Ce parc a par ailleurs été choisi par Total Energies pour « compenser” ses lourdes émissions de gaz à effet de serre et verdir son image à travers le mécanisme de crédits carbone. L’entreprise a en effet acheté pour 85 millions de dollars de crédits carbone dans le parc. Outre le fait qu’il ne s’agit pas de nouvelles plantations venant compenser des émissions, ce qui est un cas flagrant de greenwashing, cet achat a conduit à déposséder le peuple Kichwa de ses terres ancestrales.

Le gouvernement péruvien, malgré les droits qu’il garantit officiellement aux peuples indigènes, laisse faire et ignore les requêtes des Kichwa pour récupérer des actes notariés leur permettant de disposer de ces terres. Total Energies, malgré les alertes des Kichwa, n’a pas réagi. Pire : la répression peut être particulièrement violente, comme en témoigne la disparition dans des conditions très douteuses d’un des leaders Kichwa en 2023.

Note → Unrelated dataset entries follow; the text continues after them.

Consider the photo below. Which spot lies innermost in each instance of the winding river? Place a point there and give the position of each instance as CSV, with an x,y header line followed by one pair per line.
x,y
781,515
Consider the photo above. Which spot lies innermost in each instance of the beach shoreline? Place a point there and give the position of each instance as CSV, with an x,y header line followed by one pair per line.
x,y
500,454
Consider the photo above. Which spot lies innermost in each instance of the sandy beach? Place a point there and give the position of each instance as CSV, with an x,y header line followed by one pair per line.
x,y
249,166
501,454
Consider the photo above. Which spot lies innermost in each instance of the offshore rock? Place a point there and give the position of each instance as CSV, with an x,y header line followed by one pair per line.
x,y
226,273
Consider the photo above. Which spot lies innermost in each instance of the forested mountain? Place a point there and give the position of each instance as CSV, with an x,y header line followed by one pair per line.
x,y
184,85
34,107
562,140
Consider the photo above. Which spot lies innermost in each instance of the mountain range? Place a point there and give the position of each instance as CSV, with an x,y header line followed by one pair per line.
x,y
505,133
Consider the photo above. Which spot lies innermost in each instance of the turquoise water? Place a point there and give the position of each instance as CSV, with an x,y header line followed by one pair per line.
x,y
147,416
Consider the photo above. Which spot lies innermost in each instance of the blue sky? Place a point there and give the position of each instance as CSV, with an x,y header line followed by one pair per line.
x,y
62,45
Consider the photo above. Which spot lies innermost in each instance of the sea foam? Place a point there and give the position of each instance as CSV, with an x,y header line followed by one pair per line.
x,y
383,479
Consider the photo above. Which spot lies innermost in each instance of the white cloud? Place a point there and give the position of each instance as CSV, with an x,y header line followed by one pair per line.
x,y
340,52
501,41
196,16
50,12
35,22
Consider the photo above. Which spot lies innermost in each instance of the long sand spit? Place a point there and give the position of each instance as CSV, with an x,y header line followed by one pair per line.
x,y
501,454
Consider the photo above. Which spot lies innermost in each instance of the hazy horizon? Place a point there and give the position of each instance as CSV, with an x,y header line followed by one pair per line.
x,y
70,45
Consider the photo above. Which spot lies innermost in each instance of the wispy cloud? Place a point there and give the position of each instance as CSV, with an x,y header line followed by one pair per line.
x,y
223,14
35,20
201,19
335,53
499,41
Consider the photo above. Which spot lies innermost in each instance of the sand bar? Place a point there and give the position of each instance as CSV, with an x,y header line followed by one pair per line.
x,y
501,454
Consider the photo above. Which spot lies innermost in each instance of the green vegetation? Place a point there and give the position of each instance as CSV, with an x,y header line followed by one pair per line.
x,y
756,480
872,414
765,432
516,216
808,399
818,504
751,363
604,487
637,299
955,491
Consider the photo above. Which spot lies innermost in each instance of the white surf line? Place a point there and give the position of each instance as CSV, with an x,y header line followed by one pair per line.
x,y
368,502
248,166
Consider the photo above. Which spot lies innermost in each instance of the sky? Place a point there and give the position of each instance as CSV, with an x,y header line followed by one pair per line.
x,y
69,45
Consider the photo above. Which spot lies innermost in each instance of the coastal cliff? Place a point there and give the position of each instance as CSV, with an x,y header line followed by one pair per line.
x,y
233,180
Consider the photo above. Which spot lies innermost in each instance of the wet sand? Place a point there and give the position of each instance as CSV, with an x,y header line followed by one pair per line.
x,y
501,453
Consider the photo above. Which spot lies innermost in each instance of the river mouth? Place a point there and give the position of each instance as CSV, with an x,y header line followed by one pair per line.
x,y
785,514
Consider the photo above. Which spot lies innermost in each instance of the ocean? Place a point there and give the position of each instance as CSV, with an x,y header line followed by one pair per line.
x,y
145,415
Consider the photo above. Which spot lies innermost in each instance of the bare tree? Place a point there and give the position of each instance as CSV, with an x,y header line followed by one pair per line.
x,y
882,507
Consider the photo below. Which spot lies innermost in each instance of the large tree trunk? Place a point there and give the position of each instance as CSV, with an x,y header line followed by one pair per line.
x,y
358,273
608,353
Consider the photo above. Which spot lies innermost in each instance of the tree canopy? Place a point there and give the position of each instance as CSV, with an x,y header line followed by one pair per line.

Avec mes collègues, nous avons donc apporté tout notre soutien au peuple Kichwa dans sa « résistance du cœur vert » et débattu autour de la notion de crédit carbone. Non seulement ces outils posent question car ils servent souvent d’excuses pour continuer à polluer massivement, mais ils contribuent en outre à expulser des peuples autochtones et à financiariser la nature. Avec mon collègue Yannick Jadot, rapporteur de la commission d’enquête sur TotalEnergies, nous avons aussi fait le lien avec ce que vivent d’autres peuples, notamment en Ouganda. Cette convergence entre peuples autochtones et activistes écologistes s’est d’ailleurs matérialisée par leur présence commune à une manifestation contre l’assemblée générale du groupe Total le lendemain à la Défense.

Le cas du peuple Kichwa n’est malheureusement pas isolé. J’ai ainsi eu l’occasion d’intervenir dans des dossiers similaires, notamment pour deux parcs naturels en Afrique, via des questions écrites au gouvernement, ainsi que d’accueillir une délégation du peuple Sarayaku. Concernant le peuple Kichwa, nous avons évoqué la possibilité de soutenir leur lutte en invoquant le devoir de vigilance des multinationales, récemment adopté par le Parlement européen, dont une partie prévoit la protection des droits des peuples autochtones.

Enfin, l’exemple des Kichwa démontre que, même avec les meilleures intentions du monde, le mécanisme de crédits carbone aboutit bien souvent à des résultats néfastes pour les peuples autochtones, et les entreprises qui y ont recours ont généralement peu de marges de manœuvre, si ce n’est de retirer leurs financements. Dans le cas de Total Energies, son absence de réponse aux demandes des Kichwas démontre son désintérêt pour leur sort. Mais pour d’autres entreprises ou citoyens sincères, la compensation ne remplacera jamais la non-émission. Pour prolonger mon travail sur ces thématiques et visibiliser ces luttes souvent occultées, je réfléchis aussi à organiser un colloque autour des peuples indigènes et des crédits carbone au Sénat.